Five lawmakers in Hawaii, a state in the US, have proposed a bill that could enable banks to hold and manage digital assets in their custody. The bill, Senate Bill (S.B.) 2594 was introduced last week and has passed its first reading.
The bill was sponsored by four Democratic senators, Gil Riviere (D-23), Sharon Moriwaki (D-12), Les Ihara (D-10), Stanley Chang (D-9), and one Republican senator, Kurt Fevella (R-19). It also has bipartisan backing.
Once approved, the legislation would make it legal for Hawaiian banks to hold digital assets such as “virtual currencies, digital securities, open blockchain tokens and digital consumer assets” on behalf of their customers.

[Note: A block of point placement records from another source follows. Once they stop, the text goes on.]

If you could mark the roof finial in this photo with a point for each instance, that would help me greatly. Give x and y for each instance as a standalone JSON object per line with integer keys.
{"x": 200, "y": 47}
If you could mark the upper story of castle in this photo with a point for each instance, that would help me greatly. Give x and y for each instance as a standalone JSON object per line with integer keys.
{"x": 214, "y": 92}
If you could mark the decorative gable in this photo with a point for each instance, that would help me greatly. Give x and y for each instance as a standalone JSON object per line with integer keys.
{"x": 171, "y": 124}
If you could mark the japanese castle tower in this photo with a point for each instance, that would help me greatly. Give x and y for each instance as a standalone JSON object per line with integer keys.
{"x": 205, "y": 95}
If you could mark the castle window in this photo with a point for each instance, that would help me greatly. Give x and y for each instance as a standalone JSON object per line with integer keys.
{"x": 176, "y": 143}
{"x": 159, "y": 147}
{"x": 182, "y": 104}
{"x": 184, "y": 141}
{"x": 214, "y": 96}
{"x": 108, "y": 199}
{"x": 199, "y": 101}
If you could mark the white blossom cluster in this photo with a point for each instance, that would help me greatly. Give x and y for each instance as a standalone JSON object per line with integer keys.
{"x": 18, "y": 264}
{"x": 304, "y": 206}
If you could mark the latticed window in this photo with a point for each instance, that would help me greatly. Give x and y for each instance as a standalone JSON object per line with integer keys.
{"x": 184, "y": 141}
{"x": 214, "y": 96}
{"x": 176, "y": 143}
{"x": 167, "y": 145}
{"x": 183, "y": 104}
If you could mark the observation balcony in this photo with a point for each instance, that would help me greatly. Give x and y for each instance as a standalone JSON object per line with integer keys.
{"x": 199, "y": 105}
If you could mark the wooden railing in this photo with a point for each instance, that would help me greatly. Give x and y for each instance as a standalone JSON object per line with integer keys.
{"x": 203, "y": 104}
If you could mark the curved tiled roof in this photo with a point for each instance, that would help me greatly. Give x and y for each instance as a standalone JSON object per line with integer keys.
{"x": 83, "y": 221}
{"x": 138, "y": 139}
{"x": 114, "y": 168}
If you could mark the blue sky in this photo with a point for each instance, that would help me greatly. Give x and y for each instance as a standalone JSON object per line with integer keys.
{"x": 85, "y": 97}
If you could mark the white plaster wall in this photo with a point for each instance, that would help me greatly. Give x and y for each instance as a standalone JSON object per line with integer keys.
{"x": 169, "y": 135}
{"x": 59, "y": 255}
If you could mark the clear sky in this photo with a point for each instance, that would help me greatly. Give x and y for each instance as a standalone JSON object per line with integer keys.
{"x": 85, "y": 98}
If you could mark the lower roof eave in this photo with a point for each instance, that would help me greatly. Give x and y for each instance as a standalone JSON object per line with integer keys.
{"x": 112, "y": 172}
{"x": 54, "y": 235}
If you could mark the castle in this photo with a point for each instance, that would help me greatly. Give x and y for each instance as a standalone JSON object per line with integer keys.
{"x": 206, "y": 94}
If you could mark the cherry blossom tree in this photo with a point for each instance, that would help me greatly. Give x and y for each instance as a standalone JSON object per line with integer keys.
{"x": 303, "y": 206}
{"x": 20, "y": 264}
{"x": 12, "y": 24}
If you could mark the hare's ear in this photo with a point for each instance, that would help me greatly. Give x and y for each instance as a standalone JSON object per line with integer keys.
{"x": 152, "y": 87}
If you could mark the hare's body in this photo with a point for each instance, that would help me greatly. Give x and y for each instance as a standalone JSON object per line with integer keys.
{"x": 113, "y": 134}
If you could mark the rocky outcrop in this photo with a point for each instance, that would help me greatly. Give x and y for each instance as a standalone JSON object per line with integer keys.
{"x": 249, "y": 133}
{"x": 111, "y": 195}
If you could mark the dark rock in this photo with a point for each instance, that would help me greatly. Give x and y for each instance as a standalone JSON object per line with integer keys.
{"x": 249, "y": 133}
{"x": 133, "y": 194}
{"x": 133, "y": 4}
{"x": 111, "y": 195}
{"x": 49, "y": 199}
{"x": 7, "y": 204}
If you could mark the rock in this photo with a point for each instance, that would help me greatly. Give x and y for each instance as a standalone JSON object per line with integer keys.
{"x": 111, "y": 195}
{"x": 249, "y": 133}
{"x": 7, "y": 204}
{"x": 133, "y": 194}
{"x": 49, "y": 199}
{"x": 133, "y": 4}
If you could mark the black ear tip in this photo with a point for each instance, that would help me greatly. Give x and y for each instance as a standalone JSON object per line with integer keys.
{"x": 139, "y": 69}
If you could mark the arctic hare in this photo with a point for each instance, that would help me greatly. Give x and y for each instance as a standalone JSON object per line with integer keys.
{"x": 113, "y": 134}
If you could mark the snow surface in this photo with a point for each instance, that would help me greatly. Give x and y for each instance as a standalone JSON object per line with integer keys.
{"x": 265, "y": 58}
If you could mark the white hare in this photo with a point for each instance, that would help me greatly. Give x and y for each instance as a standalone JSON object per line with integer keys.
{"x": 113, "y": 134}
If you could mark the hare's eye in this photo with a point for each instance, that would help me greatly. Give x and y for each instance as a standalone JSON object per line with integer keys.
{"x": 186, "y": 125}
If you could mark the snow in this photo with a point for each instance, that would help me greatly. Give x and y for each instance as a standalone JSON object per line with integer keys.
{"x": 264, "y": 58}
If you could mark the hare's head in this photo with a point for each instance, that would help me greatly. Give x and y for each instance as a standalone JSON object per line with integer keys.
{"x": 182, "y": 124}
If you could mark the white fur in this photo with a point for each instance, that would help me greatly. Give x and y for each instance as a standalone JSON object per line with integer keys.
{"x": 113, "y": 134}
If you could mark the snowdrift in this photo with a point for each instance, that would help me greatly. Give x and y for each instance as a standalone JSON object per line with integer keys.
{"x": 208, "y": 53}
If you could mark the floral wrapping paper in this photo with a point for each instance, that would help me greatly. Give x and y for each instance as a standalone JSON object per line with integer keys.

Part of the SB2594 put forward to the authorization of law courts to hear claims concerning digital assets. Hence, if passed, would equally enable Hawaiian courts to handle digital asset-related cases.
The development is coming at a good time as it could turn things around for crypto-related businesses in the state, given that, Hawaii has been among the regions with stringent requirements for crypto firms.

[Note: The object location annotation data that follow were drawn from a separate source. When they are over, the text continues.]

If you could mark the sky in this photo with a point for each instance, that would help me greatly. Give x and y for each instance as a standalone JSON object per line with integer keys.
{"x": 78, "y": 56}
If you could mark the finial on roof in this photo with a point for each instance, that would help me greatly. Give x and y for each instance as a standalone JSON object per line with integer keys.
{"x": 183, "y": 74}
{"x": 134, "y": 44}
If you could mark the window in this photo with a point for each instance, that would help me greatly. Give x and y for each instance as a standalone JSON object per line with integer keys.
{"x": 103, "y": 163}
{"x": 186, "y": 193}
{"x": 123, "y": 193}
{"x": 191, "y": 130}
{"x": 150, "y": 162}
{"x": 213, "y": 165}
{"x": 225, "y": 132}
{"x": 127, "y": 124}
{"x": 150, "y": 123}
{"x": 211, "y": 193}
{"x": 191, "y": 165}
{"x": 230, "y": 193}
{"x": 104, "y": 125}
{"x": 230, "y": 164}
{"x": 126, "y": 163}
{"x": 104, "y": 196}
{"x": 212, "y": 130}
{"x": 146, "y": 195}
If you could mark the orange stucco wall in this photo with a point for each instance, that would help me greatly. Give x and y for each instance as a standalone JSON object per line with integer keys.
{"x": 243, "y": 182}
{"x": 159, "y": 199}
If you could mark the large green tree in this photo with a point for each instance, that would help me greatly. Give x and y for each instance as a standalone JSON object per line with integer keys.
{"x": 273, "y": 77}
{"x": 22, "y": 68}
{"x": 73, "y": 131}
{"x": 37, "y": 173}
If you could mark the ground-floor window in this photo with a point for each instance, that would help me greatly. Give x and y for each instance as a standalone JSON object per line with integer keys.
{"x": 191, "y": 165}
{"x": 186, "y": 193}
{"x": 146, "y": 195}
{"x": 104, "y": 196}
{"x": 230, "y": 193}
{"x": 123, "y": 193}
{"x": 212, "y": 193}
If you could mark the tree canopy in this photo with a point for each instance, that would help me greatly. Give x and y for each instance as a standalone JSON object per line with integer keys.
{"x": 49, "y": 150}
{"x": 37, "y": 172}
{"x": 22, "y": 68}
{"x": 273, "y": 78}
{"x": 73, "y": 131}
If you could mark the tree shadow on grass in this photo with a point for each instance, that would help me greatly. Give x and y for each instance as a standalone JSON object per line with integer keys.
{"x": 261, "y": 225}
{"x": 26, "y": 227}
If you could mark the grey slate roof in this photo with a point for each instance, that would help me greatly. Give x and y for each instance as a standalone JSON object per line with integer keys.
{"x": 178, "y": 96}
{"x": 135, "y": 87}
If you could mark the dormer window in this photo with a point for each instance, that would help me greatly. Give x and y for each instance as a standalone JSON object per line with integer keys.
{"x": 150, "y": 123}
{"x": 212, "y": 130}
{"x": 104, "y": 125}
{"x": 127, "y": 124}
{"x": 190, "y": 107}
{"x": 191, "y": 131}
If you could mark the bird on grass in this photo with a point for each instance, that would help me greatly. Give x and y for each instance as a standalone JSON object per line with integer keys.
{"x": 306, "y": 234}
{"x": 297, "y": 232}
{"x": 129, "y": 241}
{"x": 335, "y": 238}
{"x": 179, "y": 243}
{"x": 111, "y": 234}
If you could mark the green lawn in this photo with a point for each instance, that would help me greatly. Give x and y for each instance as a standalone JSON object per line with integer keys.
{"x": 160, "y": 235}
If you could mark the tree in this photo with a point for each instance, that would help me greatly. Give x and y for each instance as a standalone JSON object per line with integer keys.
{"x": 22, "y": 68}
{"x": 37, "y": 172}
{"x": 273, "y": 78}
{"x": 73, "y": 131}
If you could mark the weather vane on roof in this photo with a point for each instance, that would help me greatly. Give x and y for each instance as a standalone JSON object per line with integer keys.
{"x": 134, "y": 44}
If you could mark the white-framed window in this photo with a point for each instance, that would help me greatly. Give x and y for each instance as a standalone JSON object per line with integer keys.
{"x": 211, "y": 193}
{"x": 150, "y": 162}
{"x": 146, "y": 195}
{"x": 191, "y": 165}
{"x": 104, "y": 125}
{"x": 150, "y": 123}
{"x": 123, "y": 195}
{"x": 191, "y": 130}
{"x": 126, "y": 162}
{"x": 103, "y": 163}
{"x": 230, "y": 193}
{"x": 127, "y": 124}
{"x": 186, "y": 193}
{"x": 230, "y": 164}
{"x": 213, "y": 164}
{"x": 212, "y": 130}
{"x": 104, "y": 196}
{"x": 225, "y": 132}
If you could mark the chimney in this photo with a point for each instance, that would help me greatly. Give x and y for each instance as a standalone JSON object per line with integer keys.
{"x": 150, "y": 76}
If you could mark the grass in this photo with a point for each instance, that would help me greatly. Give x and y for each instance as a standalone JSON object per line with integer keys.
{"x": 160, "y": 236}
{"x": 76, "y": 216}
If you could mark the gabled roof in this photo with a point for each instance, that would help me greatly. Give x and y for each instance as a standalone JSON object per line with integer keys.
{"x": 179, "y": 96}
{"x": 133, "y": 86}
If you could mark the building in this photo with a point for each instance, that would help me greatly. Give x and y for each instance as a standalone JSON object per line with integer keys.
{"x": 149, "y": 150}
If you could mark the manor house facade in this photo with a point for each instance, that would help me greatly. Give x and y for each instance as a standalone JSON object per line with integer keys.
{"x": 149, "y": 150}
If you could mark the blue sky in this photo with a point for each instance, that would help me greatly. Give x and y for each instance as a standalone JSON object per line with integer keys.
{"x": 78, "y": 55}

For instance, Coinbase, one of the leading crypto exchanges had to stop its operations in the state, due to a mandate by the state’s Division of Financial Institutions in 2017, asking crypto-licensed businesses to hold cash reserves that are equal to customers’ crypto holdings in their custody.
The bill, however, has a tendency to level up the path for cryptocurrencies, and digital assets in general, as it would probably reinforce the steps by banks in providing support for these assets.
Nonetheless, banks will have to maintain reserves like a trusted company, according to the document citing section 412:8-202, which states:
Every trust company shall have on hand at all times in actual money of the United States an amount equal to at least twelve per cent of all agency credit balances payable on demand and accounts payable, plus at least five per cent of all agency credit balances payable on time; provided that such reserve may be deposited payable on demand in banks and other trust companies approved by the commissioner or maybe cash in the vaults of the trust company.